Malrotation from distal radius fractures can lead to distal radioulnar joint (DRUJ) instability and block to forearm rotation. Rotational deformity is difficult to assess on standard radiograph. Subsequent rotational malunion can result in significant functional limitations. This study aims to quantify rotational deformity on CT in distal radial fractures and identify correlations with common radiograph parameters.
We performed a retrospective review of 42 adult patients presenting to Wellington Hospital between February 2021 and July 2022 who had undergone CT scans for distal radius fractures after cast application. AO classification was used to classify each fracture. Common plain film radiographic features such as dorsal tilt, radial inclination, ulnar variance and radial height were measured of the same wrist in cast. Axial CT images were used to calculate the degree of rotational deformity based on a standardised method (Filer et al). Statistical analysis was carried out to identify any correlations between malrotation and each radiographic measure.

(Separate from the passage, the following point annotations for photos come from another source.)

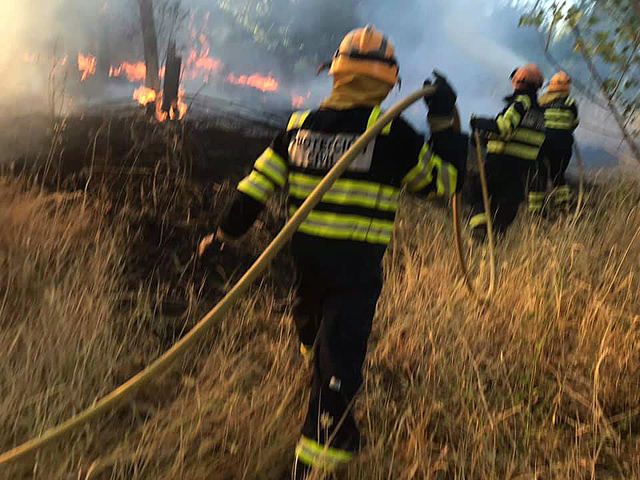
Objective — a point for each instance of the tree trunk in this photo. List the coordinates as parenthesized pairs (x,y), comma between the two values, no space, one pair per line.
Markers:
(171,82)
(150,40)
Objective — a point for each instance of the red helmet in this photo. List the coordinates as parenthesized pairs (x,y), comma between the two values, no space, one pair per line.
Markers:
(560,83)
(527,77)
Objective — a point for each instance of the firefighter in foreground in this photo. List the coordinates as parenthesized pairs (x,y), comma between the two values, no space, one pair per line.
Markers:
(515,138)
(561,119)
(338,249)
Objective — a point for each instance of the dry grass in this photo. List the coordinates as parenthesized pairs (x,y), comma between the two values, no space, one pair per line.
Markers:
(544,383)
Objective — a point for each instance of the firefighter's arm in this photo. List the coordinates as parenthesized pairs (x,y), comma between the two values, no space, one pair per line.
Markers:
(507,121)
(441,165)
(269,174)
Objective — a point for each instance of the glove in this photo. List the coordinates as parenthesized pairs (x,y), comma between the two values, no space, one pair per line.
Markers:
(443,101)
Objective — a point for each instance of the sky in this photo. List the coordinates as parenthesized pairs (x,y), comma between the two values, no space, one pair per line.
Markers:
(475,43)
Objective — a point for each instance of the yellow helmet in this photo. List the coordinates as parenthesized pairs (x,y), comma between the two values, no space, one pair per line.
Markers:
(527,76)
(560,83)
(366,51)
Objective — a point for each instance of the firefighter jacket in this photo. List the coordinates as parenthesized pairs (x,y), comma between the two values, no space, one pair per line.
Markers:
(361,206)
(519,130)
(560,116)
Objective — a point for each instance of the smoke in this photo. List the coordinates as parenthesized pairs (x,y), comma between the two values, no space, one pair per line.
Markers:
(475,44)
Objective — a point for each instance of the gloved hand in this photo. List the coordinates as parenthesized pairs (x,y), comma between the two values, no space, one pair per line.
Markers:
(443,101)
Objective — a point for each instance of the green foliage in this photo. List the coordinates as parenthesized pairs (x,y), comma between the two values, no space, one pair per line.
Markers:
(606,34)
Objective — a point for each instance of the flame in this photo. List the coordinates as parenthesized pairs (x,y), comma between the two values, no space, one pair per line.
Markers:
(146,96)
(87,66)
(259,82)
(135,72)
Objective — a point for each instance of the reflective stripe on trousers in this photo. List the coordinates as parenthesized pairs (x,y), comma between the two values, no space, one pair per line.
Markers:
(318,456)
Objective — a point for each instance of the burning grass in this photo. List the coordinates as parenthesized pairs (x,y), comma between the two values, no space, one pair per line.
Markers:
(543,383)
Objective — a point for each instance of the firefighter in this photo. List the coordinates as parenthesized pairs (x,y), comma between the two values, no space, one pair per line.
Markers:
(561,119)
(515,138)
(338,249)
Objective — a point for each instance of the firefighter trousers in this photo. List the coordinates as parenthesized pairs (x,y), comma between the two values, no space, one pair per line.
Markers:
(338,285)
(557,156)
(508,179)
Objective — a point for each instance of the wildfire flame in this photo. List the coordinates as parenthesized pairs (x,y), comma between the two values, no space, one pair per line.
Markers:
(256,80)
(198,64)
(86,65)
(146,96)
(134,72)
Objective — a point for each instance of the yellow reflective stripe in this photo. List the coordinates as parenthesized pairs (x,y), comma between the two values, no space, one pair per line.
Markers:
(478,220)
(272,165)
(421,174)
(526,152)
(257,186)
(373,118)
(346,227)
(447,177)
(508,121)
(347,192)
(560,119)
(532,137)
(297,120)
(321,457)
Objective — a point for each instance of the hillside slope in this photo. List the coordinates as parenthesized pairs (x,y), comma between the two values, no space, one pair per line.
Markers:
(543,383)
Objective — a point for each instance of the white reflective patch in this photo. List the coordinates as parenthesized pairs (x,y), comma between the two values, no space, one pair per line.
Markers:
(322,151)
(534,120)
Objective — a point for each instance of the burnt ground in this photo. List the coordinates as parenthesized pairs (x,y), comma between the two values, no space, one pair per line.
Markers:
(166,184)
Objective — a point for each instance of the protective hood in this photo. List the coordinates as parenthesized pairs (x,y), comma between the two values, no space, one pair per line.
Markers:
(352,91)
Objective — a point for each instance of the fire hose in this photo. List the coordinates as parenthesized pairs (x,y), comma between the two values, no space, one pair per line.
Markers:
(482,298)
(162,364)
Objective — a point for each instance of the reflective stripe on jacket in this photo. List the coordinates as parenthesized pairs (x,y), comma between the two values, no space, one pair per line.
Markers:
(561,113)
(362,204)
(521,130)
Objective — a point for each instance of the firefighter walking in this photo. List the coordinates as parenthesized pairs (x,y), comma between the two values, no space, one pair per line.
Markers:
(515,138)
(561,120)
(338,249)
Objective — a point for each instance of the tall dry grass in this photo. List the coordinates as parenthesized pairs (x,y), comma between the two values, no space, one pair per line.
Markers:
(541,384)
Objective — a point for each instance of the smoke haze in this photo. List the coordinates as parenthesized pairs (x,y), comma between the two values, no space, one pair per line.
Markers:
(476,44)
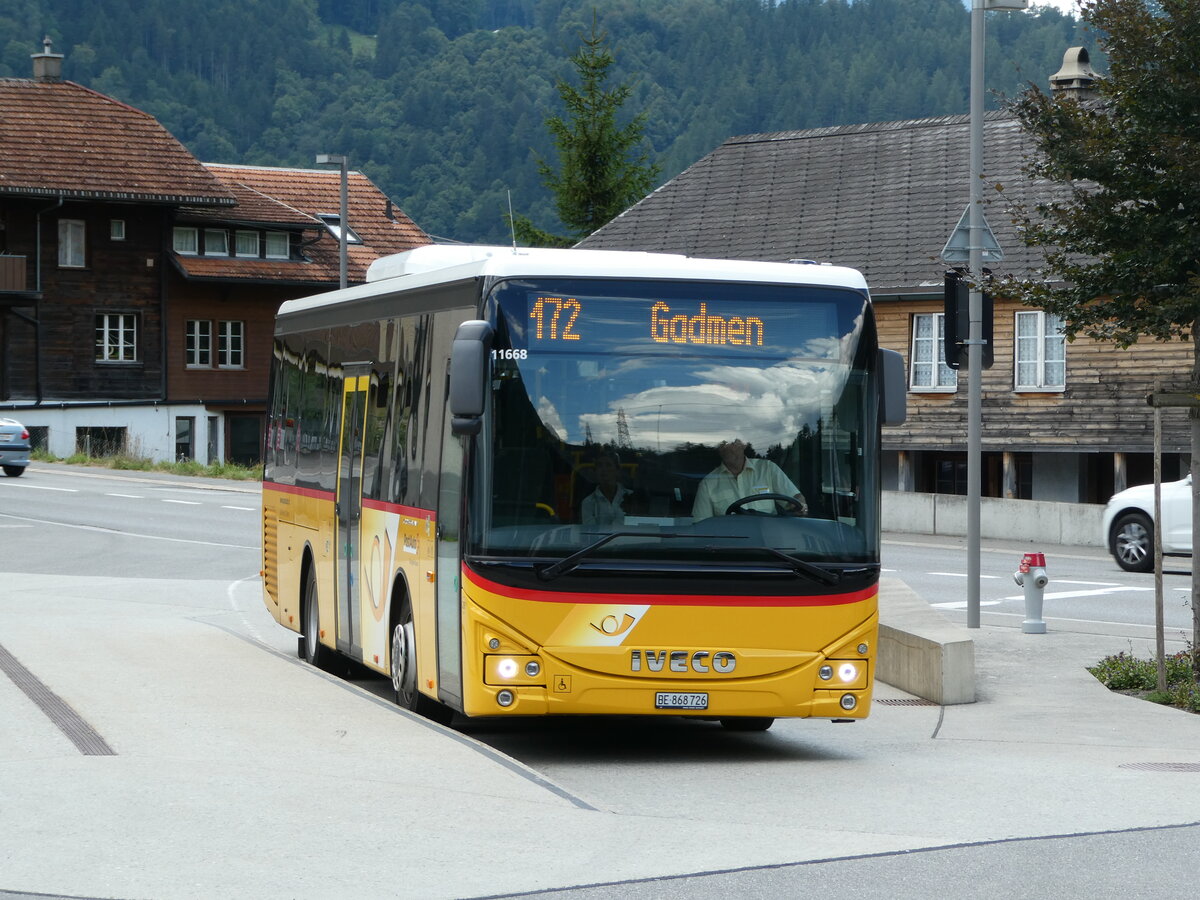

A total of 42 distal radius fractures were included for analysis. Over 80% were of the AO 2R3C classification. Median radial rotation angle measured 8.4 degrees of pronation with median absolute rotation angle of 9 degrees. Results showed high concordance across 2 independent observers. We observed no significant correlation between the amount of tilt, ulnar variance, inclination or height on x-ray with rotation seen on CT.
Radiographic features of distal radius fractures have not been found to correlate with CT demonstrated malrotation. This study supports the view that malrotation is an independent deformity that is often under-appreciated and therefore poorly corrected based on two dimensional images alone. Open surgical reduction of the volar cortex should be considered to address malrotation in at-risk groups.